Keller Valsecchi, C. I., Basilicata, M. F., Georgiev, P., Gaub, A., Seyfferth, J., Kulkarni, T., et al. (2020). RNA nucleation by MSL2 induces selective X chromosome compartmentalization. Nature, 589, 137-142. doi:10.1038/s41586-020-2935-z.


Cite as: http://hdl.handle.net/21.11116/0000-0007-7109-0
Abstract
Confinement of the X chromosome to a territory for dosage compensation is a prime example of how subnuclear compartmental-ization is used to regulate transcription at the megabase scale. In Drosophila melano-gaster, two sex-specific non-coding RNAs (roX1 and roX2) are transcribed from the X chromosome. They associate with the male-specific lethal (MSL) complex, which acetylates histone H4 lysine 16 and thereby induces an approximately twofold increase in expression of male X-linked genes. Current models suggest that X-over-autosome specificity is achieved by the recognition of cis-regulatory DNA high-affinity sites (HAS) by the MSL2 subunit. However, HAS motifs are also found on autosomes, indicating that additional factors must stabilize the association of the MSL complex with the X chromosome.
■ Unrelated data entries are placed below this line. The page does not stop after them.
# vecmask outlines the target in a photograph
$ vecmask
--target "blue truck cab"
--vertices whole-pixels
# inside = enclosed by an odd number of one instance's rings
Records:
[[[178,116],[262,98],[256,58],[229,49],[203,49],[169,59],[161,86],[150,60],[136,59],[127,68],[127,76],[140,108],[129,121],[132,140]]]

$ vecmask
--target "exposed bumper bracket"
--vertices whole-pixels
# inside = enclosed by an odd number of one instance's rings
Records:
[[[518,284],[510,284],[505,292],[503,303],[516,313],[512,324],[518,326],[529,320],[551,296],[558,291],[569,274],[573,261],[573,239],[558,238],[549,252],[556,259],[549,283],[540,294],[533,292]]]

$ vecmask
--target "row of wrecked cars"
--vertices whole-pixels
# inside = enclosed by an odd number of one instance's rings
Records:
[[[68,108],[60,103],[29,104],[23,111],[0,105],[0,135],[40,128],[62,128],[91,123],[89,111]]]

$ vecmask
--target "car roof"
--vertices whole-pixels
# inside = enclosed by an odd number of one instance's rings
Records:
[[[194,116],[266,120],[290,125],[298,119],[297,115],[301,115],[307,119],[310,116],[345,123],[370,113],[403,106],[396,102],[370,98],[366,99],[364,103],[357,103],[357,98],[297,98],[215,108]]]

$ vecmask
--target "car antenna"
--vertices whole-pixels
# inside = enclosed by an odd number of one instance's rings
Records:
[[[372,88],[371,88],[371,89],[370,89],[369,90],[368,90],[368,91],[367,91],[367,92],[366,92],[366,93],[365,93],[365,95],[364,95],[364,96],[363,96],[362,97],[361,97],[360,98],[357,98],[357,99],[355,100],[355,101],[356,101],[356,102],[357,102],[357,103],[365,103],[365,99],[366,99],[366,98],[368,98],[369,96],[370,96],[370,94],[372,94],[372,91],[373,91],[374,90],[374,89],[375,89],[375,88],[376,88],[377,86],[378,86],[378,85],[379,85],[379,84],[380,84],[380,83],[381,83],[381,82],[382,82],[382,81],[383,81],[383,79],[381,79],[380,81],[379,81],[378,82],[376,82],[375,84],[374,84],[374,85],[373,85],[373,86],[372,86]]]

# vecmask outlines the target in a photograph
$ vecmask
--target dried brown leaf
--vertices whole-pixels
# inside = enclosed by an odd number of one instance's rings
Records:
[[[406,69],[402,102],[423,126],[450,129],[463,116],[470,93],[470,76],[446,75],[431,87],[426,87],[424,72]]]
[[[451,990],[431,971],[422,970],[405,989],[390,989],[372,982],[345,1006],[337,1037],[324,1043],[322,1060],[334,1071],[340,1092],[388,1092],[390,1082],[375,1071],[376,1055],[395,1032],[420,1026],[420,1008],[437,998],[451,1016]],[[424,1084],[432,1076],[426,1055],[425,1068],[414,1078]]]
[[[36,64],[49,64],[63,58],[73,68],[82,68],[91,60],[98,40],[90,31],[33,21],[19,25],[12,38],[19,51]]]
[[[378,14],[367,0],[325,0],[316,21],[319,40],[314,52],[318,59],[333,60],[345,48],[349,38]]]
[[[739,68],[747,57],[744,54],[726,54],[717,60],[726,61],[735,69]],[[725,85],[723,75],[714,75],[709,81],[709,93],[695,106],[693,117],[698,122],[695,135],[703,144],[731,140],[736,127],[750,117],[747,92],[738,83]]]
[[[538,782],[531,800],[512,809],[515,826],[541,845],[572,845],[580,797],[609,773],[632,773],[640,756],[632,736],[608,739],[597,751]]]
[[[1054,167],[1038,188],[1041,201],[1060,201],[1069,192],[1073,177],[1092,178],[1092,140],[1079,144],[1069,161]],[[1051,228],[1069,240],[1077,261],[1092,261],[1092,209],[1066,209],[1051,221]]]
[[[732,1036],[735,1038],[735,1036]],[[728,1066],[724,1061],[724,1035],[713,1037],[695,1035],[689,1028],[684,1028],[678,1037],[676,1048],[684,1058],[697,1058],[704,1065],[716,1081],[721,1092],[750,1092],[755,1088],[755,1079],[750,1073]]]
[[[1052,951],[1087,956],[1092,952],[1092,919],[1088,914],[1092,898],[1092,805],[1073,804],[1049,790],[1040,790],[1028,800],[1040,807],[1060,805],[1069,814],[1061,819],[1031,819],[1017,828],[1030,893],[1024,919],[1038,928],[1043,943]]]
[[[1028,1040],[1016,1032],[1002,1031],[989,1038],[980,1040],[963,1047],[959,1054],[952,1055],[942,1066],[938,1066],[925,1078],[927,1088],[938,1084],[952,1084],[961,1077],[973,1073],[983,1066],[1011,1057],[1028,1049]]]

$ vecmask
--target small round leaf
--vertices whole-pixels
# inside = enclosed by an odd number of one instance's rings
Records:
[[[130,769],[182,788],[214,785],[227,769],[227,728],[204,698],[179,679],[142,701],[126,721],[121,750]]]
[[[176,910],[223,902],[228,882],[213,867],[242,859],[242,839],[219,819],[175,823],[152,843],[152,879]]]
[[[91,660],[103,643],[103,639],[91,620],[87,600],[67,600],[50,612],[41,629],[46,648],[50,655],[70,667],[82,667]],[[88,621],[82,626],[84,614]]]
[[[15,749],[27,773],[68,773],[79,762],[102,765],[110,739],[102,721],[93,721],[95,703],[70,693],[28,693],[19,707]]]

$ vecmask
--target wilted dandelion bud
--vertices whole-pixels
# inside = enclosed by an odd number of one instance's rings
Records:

Here we show that the low-complexity C-terminal domain (CTD) of MSL2 renders its recruitment to the X chromosome sensitive to roX non-coding RNAs. roX non-coding RNAs and the MSL2 CTD form a stably condensed state, and functional analyses in Drosophila and mammalian cells show that their interactions are crucial for dosage compensation in vivo. Replacing the CTD of mammalian MSL2 with that from Drosophila and expressing roX in cis is sufficient to nucleate ectopic dosage compensation in mammalian cells. Thus, the condensing nature of roX-MSL2CTD is the primary determinant for specific compartmentalization of the X chromosome in Drosophila.